Of course nothing beats “slow down and think” , but just wanted to sound folks out to see whether there was interest in smoothing this path. I am sympathetic to this, though:
I think it might be better to invest efforts in coming up with a generic solution to the problem of derived / generated fields and their interactions with update_fields .
Another piece was determining what update_fields does with empty iterables; not the same as None. I went to the source to find out–it’s not discussed explicitly in the docs.
I might end up with something like this:
### Hypothetical current code ###
class MyModel(models.Model):
def save(self, *args, **kwargs):
if altering_field_one:
self.field_one = 1
if altering_field_two:
self.field_two = 2
super().save(*args, **kwargs)
### Correct version ###
def extend_update_fields(args, kwargs, fields_to_add: set):
if len(args) >= 4 and (update_fields := args[3]) is not None:
args[3] = set(update_fields) | fields_to_add
elif (update_fields := kwargs.get("update_fields")) is not None:
kwargs["update_fields"] = set(update_fields) | fields_to_add
return args, kwargs
class MyModel(models.Model):
def save(self, *args, **kwargs):
if altering_field_one:
self.field_one = 1
extend_update_fields(args, kwargs, {"field_one"})
args, kwargs = extend_update_fields(args, kwargs)
elif altering_field_two:
self.field_two = 2
extend_update_fields(args, kwargs, {"field_two"})
args, kwargs = extend_update_fields(args, kwargs)
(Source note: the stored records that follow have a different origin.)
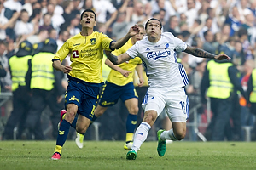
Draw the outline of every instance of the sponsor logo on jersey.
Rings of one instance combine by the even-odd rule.
[[[149,52],[147,54],[147,58],[149,60],[156,60],[159,58],[167,57],[171,54],[171,51],[158,51],[158,52]]]
[[[96,38],[91,38],[90,39],[90,44],[95,45],[96,44]]]

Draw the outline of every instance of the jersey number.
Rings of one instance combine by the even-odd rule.
[[[78,50],[74,50],[72,52],[72,57],[73,58],[79,58],[79,51]]]

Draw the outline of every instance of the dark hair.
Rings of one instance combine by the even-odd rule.
[[[81,20],[83,19],[83,15],[84,15],[84,14],[85,12],[90,12],[90,13],[93,13],[93,14],[94,14],[94,17],[95,17],[95,20],[96,20],[97,17],[96,17],[95,12],[94,12],[93,10],[90,9],[90,8],[87,8],[87,9],[84,10],[84,12],[83,12],[82,14],[81,14]]]
[[[151,19],[149,19],[149,20],[146,22],[146,24],[145,24],[145,29],[146,29],[146,30],[147,30],[147,27],[148,27],[148,23],[150,20],[158,20],[158,21],[160,23],[160,28],[162,29],[162,23],[161,23],[161,21],[160,21],[160,20],[158,20],[158,19],[151,18]]]

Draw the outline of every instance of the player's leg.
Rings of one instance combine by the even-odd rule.
[[[138,111],[138,100],[137,98],[131,98],[125,101],[125,105],[129,111],[126,120],[126,139],[124,148],[131,150],[133,141],[133,133],[137,125],[137,116]]]
[[[71,123],[73,122],[75,115],[84,99],[84,94],[78,89],[83,88],[82,83],[70,80],[65,95],[65,105],[67,109],[65,119],[61,122],[56,140],[56,146],[51,159],[59,160],[61,150],[69,133]]]
[[[159,114],[165,107],[165,103],[163,101],[164,100],[162,97],[159,95],[158,91],[148,88],[148,94],[146,94],[142,104],[142,106],[145,110],[144,117],[142,123],[135,132],[133,144],[131,151],[126,154],[126,159],[136,159],[137,150],[141,147],[142,144],[146,140],[148,131],[154,123]]]
[[[75,117],[77,110],[78,110],[78,105],[76,104],[68,104],[67,105],[67,113],[65,116],[65,119],[62,121],[62,122],[60,125],[56,146],[51,159],[53,160],[60,159],[62,147],[64,145],[64,143],[67,140],[71,123],[73,122]]]
[[[133,144],[131,150],[126,154],[126,159],[135,160],[137,158],[137,150],[140,149],[143,143],[147,139],[148,131],[154,123],[157,116],[157,112],[154,110],[148,110],[144,113],[143,122],[135,132]]]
super().save(*args, **kwargs)
I think we could reasonably deprecate positional args for save(), and many other Django functions with several arguments where such calls are unclear and hopefully rare.
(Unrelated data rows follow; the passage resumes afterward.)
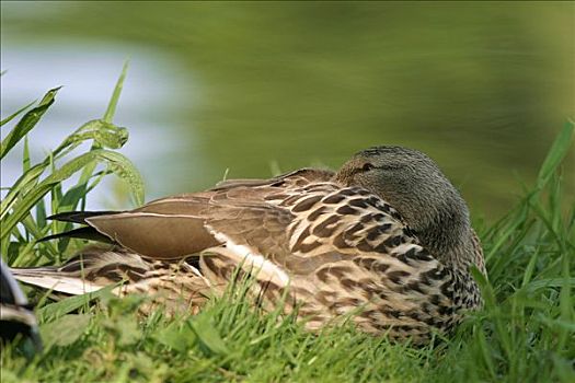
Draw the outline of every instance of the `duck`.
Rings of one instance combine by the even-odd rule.
[[[482,305],[471,269],[486,271],[469,208],[434,160],[410,148],[372,147],[336,172],[229,179],[134,210],[51,218],[81,227],[46,240],[107,246],[60,267],[12,269],[64,293],[123,280],[118,295],[153,293],[195,313],[241,274],[264,310],[283,304],[310,330],[349,317],[361,332],[414,344]]]

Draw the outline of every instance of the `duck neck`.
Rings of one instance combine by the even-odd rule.
[[[476,264],[476,240],[467,207],[439,210],[428,222],[427,227],[414,228],[422,245],[453,271],[469,272]]]

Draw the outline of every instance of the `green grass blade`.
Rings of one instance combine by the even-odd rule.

For what is worth, in my head and in all the code bases I have worked with, update_fields was always a list. I never stopped thinking why until this post, and while I don’t have a clear answer, there is something about maintaining the order of the added fields to update_fields that feels more robust when debugging code/chasing bugs.
I would certainly advice to not assume that most people/code bases are using a set (not that I’m saying that this is currently proposed, but I think it’s worth saying it out loud). A quick and naïve search on GitHub returns 2.9K code matches for update_fields.append while only 163 code matches for update_fields.set.